Volker Sommer is a Professor of Evolutionary Anthropology at UCL. His research into the social and sexual behaviour of primates has informed much of his output on evolutionary ethics. The questions driving his presentation included: ‘Is a chimpanzee a thing or a person?’ ‘Is an orangutan an item of property or a being with legal rights?’ ‘Should animals be used in harmful biomedical experiments?’ ‘Should we keep apes in captivity?’ ‘How can legal cases be fought on behalf of animals?’
As part of the presentation, Professor Sommer showed clips of primates engaged in behaviours that we traditionally consider ‘human’ – including one where a bonobo is shown playing Pac-Man and another where a gorilla is seen carrying a three year old human child who fell into its zoo enclosure to safety.
Professor Sommer explained that there are various arguments for and against granting non-humans legal personhood, including privileges currently reserved to members of the human species such as a right to life, freedom and bodily integrity. The overarching question that informed the discussion was: ‘who should belong to the “community of equals”?’
Many people find such ideas strange: humans have an inherent tendency to be ‘speciecists’. We discriminate against other living beings because they do not belong to our own species. The speciecist attitude is similar to other types of discrimination, such as religionism, racism, sexism, or heterosexism. It has been prominently criticised by philosophers Peter Singer and Paola Cavalieri.
Non-human personhood and the demands to expand ‘human’ rights to include animals are debated in several contexts, including law, philosophy, and science. As part of the lecture Professor Sommer detailed his involvement in a test case in Austria, where campaigners put forward the argument that Hiasl, an adult chimpanzee who was brought to Europe from a forest in Sierra Leone as an infant, should be granted human status. It was part of a pitch to prevent Hiasl from being transferred to a vivisection laboratory near Vienna. More recently, an orangutan in Argentina called Sandra was granted ‘non-human person rights’ – judges ordered that she should be freed from captivity after spending her entire life there.

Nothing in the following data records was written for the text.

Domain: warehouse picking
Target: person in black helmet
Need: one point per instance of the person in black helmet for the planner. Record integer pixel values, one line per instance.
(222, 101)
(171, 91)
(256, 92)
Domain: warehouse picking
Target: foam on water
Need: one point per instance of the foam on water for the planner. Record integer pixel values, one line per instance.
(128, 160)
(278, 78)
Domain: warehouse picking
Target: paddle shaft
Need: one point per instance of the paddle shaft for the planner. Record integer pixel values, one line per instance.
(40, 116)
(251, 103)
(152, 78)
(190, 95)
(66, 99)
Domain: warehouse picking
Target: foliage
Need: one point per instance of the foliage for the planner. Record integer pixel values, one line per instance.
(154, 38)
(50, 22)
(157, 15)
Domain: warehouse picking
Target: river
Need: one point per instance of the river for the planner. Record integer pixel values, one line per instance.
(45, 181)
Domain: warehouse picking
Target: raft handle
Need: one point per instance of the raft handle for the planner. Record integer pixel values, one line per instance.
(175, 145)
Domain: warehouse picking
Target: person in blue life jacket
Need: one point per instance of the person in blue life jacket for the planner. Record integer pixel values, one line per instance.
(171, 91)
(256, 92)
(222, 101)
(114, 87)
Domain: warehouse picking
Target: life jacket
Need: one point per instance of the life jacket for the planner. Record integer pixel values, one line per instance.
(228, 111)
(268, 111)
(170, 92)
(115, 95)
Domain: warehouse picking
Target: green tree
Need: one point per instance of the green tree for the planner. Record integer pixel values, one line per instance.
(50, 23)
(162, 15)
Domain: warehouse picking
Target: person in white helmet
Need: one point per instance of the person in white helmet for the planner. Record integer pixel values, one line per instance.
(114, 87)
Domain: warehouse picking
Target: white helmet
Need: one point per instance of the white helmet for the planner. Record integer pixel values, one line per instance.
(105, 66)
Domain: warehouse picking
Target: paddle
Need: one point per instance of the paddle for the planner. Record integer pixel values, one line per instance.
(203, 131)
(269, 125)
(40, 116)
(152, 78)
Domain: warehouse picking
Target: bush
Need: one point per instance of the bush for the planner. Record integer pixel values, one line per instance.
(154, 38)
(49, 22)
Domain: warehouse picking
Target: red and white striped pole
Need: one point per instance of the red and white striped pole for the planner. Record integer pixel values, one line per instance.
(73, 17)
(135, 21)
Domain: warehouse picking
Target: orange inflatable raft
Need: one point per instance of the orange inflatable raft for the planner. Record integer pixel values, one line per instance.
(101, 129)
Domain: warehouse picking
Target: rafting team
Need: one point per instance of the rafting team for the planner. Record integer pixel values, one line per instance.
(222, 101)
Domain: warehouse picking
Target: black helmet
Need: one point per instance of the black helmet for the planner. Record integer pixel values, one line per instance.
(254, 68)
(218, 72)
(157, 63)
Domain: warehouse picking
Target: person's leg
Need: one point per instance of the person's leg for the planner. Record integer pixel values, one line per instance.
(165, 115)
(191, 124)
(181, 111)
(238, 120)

Professor Sommer’s illustration of the debate formed part of a wider context – what he calls the dawn of a ‘new era of inclusivity’. He was adamant to point out that calls to grant rights to non-human great apes should be seen as a ‘door-opener’ to wider demands: there is no logical reason to replace the animal-human boundary with a new one – that of great apes versus other animals.
As an avid evolutionary theorist, Professor Sommer was keen to emphasise the importance of breaking down these barriers in the ways that we consider ‘animals’. He reminded us that we are all animals, after all.